Dr. Dobb's | The C5 Generic Collection Library

The C5 Generic Collection Library

Collection libraries provide functionality for storing and manipulating collections of related data items.

June 08, 2007
URL:http://www.drdobbs.com/windows/the-c5-generic-collection-library/windows/the-c5-generic-collection-library/199902700

Niels holds a Ph.D. in mathematics and is a software developer at Edlund A/S in Copenhagen. Peter is a professor in information technology at the IT University of Copenhagen. They can be contacted at [email protected] and [email protected], respectively.

Collection libraries provide functionality for storing and manipulating collections of related data items. Typically, they implement array lists, linked lists, hash- and order-based sets, bags (multisets), hash- and tree-based dictionaries, priority queues, and so on. Collection libraries are useful in applications ranging from computer games and computer graphics, to optimization, compilers, operating systems, and web servers, to name a few. A good library lets you work at a higher level of abstraction, uses generic types for improved expressiveness and type safety, and improves performance by providing good algorithms and data structures.

Microsoft .NET 2.0 comes with a standard collection library in namespace System.Collections.Generic (msdn2.microsoft.com/en-US/library/system.collections.generic.aspx). Although useful and fast for many purposes, SCG lacks basic features such as sets and bags, and advanced features such as interval queries on sorted sets and sorted dictionaries, event listeners on collection updates, and the like. And to squeeze out the last nanoseconds of efficiency, the standard collection library mostly uses nonvirtual methods, which limits reuse and extendibility of the collection classes.

Another .NET collection library, Peter Golde's PowerCollections (www.wintellect.com/MemberOnly/PowerCollections.aspx), extends rather than replaces the standard .NET collection classes. However, this approach is also a disadvantage because it inherits some of its limitations. Additionally, the PowerCollections license may prohibit use in projects that involve GPL software.

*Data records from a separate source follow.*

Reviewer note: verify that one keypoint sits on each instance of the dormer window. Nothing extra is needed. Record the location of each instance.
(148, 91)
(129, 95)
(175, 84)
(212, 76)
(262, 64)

With all this in mind, we designed and developed the C5 collection library, which supports advanced functionality and accommodates new and currently unforeseen kinds of collection classes. The C5 collection library, which was built for Microsoft .NET 2.0 and Mono 1.2, is open source and available in source and binary form at www.itu.dk/research/c5. The library's license lets you freely use it with commercial and open-source projects.

Design Principles

For starters, we studied existing Java and Smalltalk collection libraries and drew up a list of design objectives:

The library should provide well-known collection abstractions such as lists, sets, bags (multisets), priority queues, double-ended queues, stacks, and dictionaries (finite maps).
The library should provide standard implementations of these, using data structures such as array lists, doubly linked lists, hash-based and comparer-based collections, and interval heaps.
Functionality should be orthogonal so that it can be freely combined.
The library should provide convenient but hard-to-implement functionality, such as persistent sorted collections and sublist views on hash-indexed linked lists.
The library should fit with existing C# concepts such as enumerables, the foreach statement, and events, and make good use of C# 2.0 features such as generic types and methods, the yield statement (iterator methods), nullable value types, and anonymous methods.
The functionality of a collection class should be completely characterized by the interfaces it implements. This permits "programming to interface, not to implementation." For instance, the classes ArrayList<T> and LinkedList<T> have the same functionality and implement the same interfaces.
Good asymptotic complexity is more important than nanosecond efficiency. Thus, existing operations on .NET's standard array list List<T> may be faster by a constant factor than operations on C5 ArrayList<T>, but other operations may simply be nonexistent, and therefore not efficiently implementable on List<T>.
The library should be tested and documented well enough to be widely usable. This includes documentation of the asymptotic running time of each operation on each collection implementation.

Figures 1 and 2 show the inheritance hierarchies of the collection types and dictionary types.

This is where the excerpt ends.